Our study had several limitations. First, we had to exclude a substantial number of participants because of lost or unusable sleep data. Our study employed ambulatory recordings, which allow capture of sleep characteristics in ecologically valid settings. However, lack of oversight during the recording can lead to more artifacts and data loss than in laboratory studies. Second, there is significant variability across studies in fear conditioning/extinction protocols and methods in analyzing generated data [63]. Nonetheless, we used the widely employed Milad et al. 2007 fear conditioning and extinction protocol [1], and we attempted to be consistent with our own and others’ previously used metrics to index extinction recall. Third, SCR as a measure of fear response has its inherent limitations, including habituation, which can confound the extinction data.

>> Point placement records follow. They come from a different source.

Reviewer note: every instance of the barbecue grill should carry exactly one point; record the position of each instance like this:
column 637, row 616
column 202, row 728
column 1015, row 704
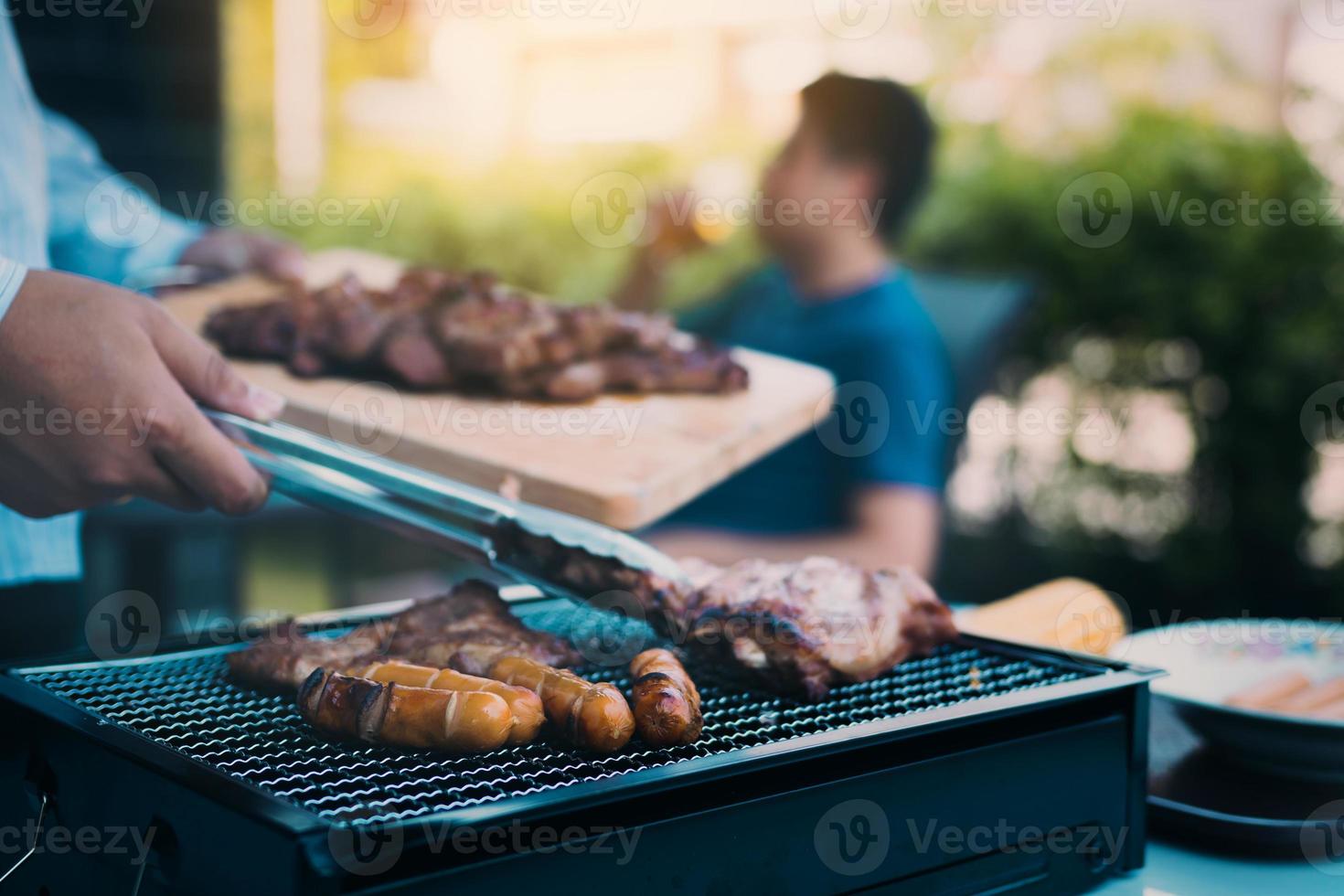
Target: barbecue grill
column 983, row 767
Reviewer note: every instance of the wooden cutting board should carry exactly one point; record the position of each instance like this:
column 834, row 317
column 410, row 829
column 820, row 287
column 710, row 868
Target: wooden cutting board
column 625, row 461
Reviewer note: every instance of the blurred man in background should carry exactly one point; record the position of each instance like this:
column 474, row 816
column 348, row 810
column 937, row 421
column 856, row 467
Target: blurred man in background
column 99, row 386
column 834, row 295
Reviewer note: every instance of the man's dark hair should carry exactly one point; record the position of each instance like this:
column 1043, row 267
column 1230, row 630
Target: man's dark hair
column 877, row 121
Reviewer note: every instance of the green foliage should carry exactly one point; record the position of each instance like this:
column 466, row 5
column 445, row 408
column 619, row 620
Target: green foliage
column 1260, row 301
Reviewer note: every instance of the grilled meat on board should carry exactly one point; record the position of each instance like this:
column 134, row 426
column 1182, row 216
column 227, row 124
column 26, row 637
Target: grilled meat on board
column 466, row 629
column 437, row 329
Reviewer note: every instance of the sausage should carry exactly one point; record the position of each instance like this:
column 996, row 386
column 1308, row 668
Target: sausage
column 525, row 704
column 397, row 715
column 667, row 704
column 593, row 716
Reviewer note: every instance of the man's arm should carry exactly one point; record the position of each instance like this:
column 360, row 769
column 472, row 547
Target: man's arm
column 894, row 526
column 99, row 392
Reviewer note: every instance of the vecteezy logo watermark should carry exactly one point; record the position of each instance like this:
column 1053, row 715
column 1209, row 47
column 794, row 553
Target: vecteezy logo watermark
column 1103, row 423
column 611, row 209
column 123, row 624
column 1323, row 420
column 372, row 417
column 57, row 840
column 368, row 417
column 134, row 11
column 366, row 19
column 34, row 420
column 273, row 209
column 374, row 19
column 123, row 209
column 1321, row 838
column 1324, row 16
column 368, row 849
column 1095, row 209
column 1106, row 11
column 1093, row 621
column 854, row 837
column 714, row 212
column 1098, row 841
column 852, row 19
column 854, row 420
column 372, row 849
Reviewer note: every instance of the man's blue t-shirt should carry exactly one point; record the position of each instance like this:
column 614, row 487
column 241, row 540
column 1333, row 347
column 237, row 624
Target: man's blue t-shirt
column 892, row 380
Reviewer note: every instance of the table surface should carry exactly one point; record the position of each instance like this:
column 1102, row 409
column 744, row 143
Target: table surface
column 1184, row 872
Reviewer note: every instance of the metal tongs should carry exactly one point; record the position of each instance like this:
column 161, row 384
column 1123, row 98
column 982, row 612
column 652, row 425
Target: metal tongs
column 432, row 509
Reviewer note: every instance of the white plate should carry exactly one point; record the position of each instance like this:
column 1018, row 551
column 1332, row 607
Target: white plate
column 1209, row 661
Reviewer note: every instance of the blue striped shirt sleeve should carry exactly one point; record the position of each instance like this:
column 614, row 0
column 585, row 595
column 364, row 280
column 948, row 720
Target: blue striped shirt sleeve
column 11, row 278
column 103, row 225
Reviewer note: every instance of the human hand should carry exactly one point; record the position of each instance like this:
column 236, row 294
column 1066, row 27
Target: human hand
column 99, row 391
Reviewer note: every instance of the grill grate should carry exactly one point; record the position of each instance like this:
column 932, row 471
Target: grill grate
column 187, row 703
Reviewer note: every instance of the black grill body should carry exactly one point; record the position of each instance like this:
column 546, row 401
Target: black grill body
column 983, row 767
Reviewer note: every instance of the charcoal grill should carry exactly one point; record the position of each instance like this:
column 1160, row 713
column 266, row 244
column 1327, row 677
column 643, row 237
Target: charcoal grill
column 986, row 766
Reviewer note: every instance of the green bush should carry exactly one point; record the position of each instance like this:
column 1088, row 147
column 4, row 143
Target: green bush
column 1261, row 303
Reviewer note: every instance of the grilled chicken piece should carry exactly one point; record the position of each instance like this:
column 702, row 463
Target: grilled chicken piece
column 437, row 329
column 808, row 626
column 285, row 656
column 798, row 626
column 469, row 630
column 466, row 629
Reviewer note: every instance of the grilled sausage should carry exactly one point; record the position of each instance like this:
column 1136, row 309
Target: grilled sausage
column 593, row 716
column 525, row 704
column 667, row 706
column 397, row 715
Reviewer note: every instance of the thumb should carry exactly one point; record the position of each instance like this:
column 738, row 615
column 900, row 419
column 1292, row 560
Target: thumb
column 208, row 377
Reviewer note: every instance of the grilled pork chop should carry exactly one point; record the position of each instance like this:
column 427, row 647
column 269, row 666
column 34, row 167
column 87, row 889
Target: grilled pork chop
column 466, row 630
column 797, row 626
column 437, row 329
column 808, row 626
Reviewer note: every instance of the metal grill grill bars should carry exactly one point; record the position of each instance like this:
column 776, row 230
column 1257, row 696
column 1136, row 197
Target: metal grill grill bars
column 188, row 704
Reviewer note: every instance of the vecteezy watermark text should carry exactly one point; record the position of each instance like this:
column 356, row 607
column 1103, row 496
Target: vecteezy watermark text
column 375, row 422
column 136, row 12
column 88, row 840
column 1106, row 12
column 374, row 849
column 1097, row 209
column 35, row 420
column 1000, row 420
column 374, row 19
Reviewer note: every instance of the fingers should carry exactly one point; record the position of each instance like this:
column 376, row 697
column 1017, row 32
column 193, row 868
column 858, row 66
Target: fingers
column 208, row 377
column 206, row 463
column 162, row 486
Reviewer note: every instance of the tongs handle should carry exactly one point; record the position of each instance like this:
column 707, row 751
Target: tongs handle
column 322, row 473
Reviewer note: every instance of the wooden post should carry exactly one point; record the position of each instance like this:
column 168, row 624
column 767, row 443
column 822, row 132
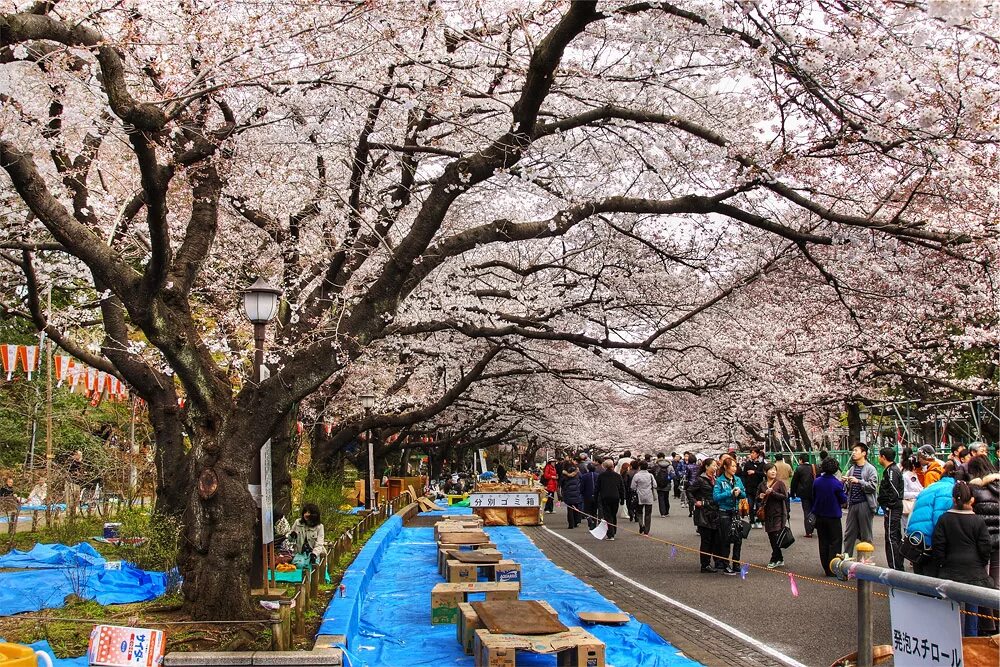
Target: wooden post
column 301, row 604
column 305, row 586
column 317, row 573
column 276, row 632
column 285, row 609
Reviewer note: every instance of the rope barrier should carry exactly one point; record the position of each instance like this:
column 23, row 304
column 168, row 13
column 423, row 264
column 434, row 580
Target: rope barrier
column 787, row 573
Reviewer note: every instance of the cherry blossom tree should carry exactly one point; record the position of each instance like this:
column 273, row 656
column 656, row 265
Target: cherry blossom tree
column 598, row 176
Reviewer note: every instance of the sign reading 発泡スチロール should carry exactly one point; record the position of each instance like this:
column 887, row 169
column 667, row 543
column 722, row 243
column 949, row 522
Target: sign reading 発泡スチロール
column 504, row 500
column 925, row 631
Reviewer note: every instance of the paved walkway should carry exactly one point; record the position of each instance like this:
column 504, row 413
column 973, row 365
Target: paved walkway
column 814, row 628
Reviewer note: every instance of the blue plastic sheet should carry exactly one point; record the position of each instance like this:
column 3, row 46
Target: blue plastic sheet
column 395, row 627
column 53, row 555
column 57, row 570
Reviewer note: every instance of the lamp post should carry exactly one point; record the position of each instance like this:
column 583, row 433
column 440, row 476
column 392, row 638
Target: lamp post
column 368, row 402
column 260, row 305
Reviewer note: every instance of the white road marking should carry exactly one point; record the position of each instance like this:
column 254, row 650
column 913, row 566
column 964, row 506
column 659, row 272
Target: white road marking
column 770, row 650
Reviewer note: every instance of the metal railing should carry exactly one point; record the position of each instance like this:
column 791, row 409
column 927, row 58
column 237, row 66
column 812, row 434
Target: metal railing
column 867, row 574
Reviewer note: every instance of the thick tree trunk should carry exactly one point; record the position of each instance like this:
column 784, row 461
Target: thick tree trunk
column 173, row 480
column 219, row 527
column 284, row 449
column 854, row 424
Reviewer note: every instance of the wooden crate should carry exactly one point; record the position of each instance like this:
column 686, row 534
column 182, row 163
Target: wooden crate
column 576, row 647
column 445, row 598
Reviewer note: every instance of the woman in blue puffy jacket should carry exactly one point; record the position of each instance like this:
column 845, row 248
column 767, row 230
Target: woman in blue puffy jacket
column 930, row 506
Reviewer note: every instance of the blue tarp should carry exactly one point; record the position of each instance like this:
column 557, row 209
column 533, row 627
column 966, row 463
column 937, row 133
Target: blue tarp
column 395, row 627
column 57, row 662
column 53, row 555
column 57, row 570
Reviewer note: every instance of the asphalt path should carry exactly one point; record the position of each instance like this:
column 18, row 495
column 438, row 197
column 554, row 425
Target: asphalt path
column 815, row 627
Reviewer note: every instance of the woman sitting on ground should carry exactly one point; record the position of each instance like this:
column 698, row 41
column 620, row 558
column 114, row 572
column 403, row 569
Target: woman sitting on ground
column 308, row 535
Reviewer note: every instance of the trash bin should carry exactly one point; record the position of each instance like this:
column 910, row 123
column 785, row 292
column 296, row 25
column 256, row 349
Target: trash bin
column 19, row 655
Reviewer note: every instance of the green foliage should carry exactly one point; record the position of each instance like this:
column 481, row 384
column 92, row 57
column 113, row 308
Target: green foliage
column 328, row 494
column 161, row 546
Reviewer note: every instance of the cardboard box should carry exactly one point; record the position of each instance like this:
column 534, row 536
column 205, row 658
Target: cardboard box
column 115, row 646
column 577, row 647
column 445, row 598
column 465, row 629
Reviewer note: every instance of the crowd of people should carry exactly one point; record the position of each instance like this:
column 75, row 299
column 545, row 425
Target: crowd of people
column 943, row 517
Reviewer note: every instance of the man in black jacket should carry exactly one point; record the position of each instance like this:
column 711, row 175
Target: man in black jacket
column 890, row 498
column 610, row 492
column 802, row 479
column 753, row 475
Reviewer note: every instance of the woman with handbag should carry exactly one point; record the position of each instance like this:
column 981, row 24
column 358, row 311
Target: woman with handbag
column 828, row 500
column 727, row 493
column 772, row 494
column 911, row 484
column 706, row 515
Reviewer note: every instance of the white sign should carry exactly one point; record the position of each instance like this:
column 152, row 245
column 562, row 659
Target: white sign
column 503, row 500
column 266, row 494
column 925, row 631
column 114, row 646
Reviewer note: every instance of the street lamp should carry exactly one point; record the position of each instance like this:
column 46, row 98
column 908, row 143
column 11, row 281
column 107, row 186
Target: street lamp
column 260, row 305
column 368, row 402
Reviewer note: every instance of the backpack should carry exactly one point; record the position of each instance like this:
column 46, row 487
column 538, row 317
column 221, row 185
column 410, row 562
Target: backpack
column 662, row 476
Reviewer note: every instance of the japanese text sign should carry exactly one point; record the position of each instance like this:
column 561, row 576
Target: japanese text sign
column 114, row 646
column 503, row 500
column 925, row 630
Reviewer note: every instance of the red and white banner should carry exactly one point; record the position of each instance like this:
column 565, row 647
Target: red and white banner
column 9, row 353
column 63, row 367
column 28, row 355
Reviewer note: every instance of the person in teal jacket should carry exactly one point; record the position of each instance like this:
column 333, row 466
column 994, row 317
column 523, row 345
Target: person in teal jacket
column 727, row 493
column 929, row 506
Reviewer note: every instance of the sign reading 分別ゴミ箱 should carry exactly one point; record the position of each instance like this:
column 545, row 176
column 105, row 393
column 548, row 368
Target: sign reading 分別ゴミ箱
column 925, row 631
column 503, row 500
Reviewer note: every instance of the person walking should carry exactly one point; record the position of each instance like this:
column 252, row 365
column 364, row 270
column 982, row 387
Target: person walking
column 611, row 494
column 663, row 473
column 911, row 483
column 693, row 471
column 861, row 484
column 631, row 501
column 645, row 488
column 802, row 480
column 588, row 487
column 890, row 499
column 960, row 547
column 985, row 485
column 753, row 474
column 573, row 496
column 706, row 515
column 931, row 470
column 550, row 480
column 828, row 498
column 772, row 495
column 727, row 493
column 680, row 474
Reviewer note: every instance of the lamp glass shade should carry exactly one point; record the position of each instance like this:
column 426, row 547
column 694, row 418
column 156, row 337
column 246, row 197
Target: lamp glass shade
column 260, row 302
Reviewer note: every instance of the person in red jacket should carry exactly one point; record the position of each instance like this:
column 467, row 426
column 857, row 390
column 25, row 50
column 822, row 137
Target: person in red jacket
column 550, row 480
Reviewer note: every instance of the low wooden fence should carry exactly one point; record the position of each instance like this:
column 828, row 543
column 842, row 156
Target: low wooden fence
column 290, row 619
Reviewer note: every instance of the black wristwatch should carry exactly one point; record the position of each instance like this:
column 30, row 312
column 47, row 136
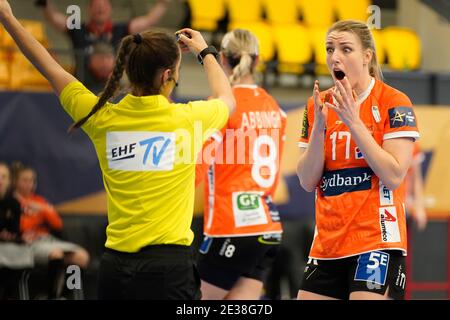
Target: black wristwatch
column 208, row 50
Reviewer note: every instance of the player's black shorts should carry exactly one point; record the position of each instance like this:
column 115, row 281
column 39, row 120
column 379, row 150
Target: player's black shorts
column 222, row 261
column 156, row 272
column 375, row 271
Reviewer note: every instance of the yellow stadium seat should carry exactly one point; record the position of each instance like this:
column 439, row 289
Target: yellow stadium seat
column 293, row 47
column 281, row 11
column 262, row 32
column 317, row 13
column 379, row 47
column 241, row 11
column 403, row 48
column 352, row 9
column 318, row 39
column 206, row 14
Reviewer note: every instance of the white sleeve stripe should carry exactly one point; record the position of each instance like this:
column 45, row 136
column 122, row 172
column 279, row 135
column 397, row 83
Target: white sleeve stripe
column 402, row 134
column 303, row 145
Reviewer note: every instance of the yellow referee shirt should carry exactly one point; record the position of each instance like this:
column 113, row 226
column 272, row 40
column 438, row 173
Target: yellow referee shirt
column 147, row 149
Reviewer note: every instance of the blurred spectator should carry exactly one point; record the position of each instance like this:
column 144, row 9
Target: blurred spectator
column 101, row 62
column 415, row 205
column 38, row 220
column 99, row 28
column 14, row 257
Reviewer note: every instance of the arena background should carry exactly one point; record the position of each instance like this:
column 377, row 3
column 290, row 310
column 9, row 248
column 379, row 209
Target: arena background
column 33, row 130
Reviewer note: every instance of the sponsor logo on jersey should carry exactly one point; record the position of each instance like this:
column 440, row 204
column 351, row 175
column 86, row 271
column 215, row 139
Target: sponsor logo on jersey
column 346, row 180
column 271, row 239
column 386, row 195
column 248, row 209
column 402, row 117
column 389, row 224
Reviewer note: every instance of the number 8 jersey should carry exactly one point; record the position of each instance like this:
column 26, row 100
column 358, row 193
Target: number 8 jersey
column 241, row 167
column 355, row 212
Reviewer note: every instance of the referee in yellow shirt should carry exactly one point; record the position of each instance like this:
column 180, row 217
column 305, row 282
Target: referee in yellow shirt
column 147, row 148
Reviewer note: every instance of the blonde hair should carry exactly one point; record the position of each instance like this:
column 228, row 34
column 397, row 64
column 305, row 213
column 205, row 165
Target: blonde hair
column 362, row 31
column 240, row 47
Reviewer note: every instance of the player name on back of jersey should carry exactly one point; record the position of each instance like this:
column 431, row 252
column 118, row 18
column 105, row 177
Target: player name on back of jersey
column 261, row 120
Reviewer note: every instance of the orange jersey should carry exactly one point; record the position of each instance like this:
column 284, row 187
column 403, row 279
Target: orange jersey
column 41, row 221
column 241, row 167
column 355, row 212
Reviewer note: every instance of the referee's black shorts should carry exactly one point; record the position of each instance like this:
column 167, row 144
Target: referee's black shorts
column 159, row 272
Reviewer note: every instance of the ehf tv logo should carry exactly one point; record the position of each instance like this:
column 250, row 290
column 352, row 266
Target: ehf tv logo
column 140, row 151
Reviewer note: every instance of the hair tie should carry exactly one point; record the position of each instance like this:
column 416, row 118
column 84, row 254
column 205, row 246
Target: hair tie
column 137, row 38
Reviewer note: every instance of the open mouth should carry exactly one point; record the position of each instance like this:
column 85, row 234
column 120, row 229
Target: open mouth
column 339, row 74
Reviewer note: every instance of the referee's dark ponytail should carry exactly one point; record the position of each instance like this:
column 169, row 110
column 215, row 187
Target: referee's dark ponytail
column 142, row 56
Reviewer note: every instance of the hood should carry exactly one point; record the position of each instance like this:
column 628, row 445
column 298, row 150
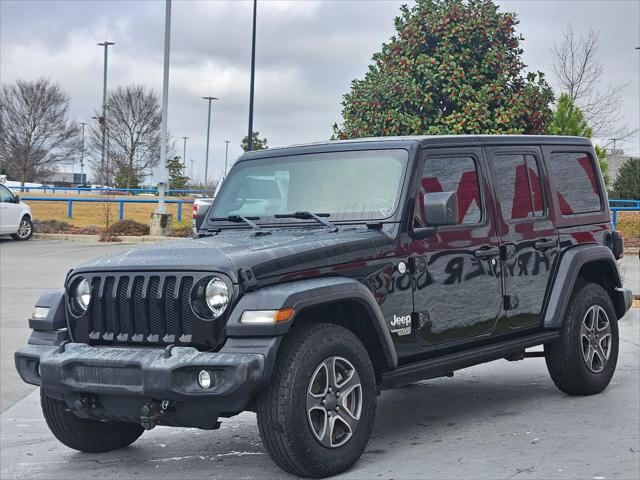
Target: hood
column 283, row 251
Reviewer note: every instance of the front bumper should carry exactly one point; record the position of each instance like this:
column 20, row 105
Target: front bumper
column 114, row 382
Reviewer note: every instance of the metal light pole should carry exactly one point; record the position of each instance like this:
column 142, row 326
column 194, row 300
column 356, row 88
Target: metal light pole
column 253, row 75
column 206, row 161
column 184, row 156
column 226, row 156
column 82, row 155
column 103, row 119
column 163, row 177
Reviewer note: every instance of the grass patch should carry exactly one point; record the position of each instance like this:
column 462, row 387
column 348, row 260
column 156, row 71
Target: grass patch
column 85, row 213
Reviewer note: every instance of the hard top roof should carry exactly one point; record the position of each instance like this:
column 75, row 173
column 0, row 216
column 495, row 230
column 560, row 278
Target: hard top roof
column 422, row 140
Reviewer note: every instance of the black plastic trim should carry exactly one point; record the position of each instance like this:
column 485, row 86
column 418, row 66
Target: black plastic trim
column 445, row 364
column 571, row 261
column 306, row 293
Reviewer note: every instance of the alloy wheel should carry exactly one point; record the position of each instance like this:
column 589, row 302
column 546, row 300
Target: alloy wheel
column 334, row 401
column 24, row 230
column 595, row 338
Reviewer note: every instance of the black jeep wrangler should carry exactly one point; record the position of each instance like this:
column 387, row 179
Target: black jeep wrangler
column 326, row 273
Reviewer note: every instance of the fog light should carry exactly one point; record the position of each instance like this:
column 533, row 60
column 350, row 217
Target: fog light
column 204, row 379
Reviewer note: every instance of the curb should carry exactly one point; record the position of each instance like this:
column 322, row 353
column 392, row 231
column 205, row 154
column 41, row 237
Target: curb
column 70, row 237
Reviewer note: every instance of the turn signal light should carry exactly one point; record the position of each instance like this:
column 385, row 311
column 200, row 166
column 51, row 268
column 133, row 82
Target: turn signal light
column 267, row 316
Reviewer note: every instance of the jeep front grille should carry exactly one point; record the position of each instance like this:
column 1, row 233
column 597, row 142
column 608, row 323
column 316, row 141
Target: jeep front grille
column 142, row 308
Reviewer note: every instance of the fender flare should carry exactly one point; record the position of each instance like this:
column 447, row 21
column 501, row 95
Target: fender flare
column 567, row 272
column 302, row 294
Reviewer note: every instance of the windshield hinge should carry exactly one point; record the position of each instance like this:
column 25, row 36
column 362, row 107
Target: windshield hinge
column 247, row 278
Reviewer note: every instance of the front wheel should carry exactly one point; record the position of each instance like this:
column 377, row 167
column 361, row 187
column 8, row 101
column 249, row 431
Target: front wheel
column 583, row 360
column 25, row 229
column 316, row 415
column 92, row 436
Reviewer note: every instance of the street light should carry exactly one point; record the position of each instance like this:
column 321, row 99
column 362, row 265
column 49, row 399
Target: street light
column 253, row 75
column 184, row 156
column 82, row 155
column 206, row 161
column 163, row 180
column 226, row 156
column 106, row 44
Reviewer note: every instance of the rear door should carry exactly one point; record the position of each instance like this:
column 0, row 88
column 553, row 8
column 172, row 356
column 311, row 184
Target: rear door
column 529, row 239
column 9, row 211
column 458, row 286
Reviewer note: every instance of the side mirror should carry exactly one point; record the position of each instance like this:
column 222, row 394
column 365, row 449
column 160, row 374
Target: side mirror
column 440, row 209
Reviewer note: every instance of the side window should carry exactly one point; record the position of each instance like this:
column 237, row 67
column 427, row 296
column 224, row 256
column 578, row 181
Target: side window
column 454, row 174
column 518, row 186
column 5, row 194
column 576, row 181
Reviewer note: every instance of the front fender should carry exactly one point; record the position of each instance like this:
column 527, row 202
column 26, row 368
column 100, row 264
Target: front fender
column 306, row 293
column 567, row 273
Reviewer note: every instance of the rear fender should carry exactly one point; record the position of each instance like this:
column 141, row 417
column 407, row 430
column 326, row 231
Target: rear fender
column 593, row 262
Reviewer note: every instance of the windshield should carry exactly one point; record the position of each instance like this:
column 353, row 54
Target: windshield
column 350, row 185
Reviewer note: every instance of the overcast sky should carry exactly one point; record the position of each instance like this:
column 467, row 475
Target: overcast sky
column 307, row 55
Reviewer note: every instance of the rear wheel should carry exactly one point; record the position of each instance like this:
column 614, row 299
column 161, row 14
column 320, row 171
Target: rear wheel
column 316, row 415
column 583, row 360
column 92, row 436
column 25, row 229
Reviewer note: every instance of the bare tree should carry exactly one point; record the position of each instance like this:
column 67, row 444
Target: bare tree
column 35, row 133
column 578, row 73
column 133, row 134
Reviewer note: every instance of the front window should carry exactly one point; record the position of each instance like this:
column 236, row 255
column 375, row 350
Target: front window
column 349, row 185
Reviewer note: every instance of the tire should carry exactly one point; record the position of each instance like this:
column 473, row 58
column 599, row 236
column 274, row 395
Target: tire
column 291, row 427
column 25, row 229
column 91, row 436
column 575, row 366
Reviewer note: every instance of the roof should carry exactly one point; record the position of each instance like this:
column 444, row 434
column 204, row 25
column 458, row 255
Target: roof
column 425, row 141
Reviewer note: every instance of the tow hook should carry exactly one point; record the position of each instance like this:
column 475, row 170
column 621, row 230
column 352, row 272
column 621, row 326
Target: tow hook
column 149, row 416
column 151, row 413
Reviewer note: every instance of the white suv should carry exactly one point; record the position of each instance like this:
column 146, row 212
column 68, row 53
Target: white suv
column 15, row 216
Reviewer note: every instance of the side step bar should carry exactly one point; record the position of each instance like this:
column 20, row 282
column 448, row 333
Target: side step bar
column 445, row 364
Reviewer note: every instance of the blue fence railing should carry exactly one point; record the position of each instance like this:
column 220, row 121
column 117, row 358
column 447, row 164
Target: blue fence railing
column 112, row 191
column 120, row 201
column 617, row 205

To avoid this and still remain consistent with the literature, we used only the initial trials from the Extinction Recall phase and applied range correction using the maximum SCR produced during the Conditioning phase. Fourth, a portion of our sample did not achieve physiological fear conditioning and was therefore excluded from the analysis. Nonetheless, the proportion of “non-conditioners” in our sample (49/139, 35%) was smaller than in many previous studies [109]. In addition, we found similar results with the expectancy ratings in a sample that included all the participants for whom we had the REM measures. A strength of our study is the large sample size. Many of the prior studies linking REM features to emotional processing in general and extinction, in particular, were based on small sample sizes, a limitation that reduces statistical power and can lead to Type 1 error and overestimation of effect sizes [110]. Therefore, analyses of larger samples, such as the current study, are important next steps in testing such hypotheses [111,112].

Conclusions

Abnormalities in REM have repeatedly been reported in individuals diagnosed with PTSD and have been shown to be associated with an increased risk of developing PTSD after a traumatic event. Results of this study further our insight into the role of REM disruptions and indicate that they are associated with impaired consolidation of extinction memory, a mechanism proposed to be critical in the pathogenesis of PTSD.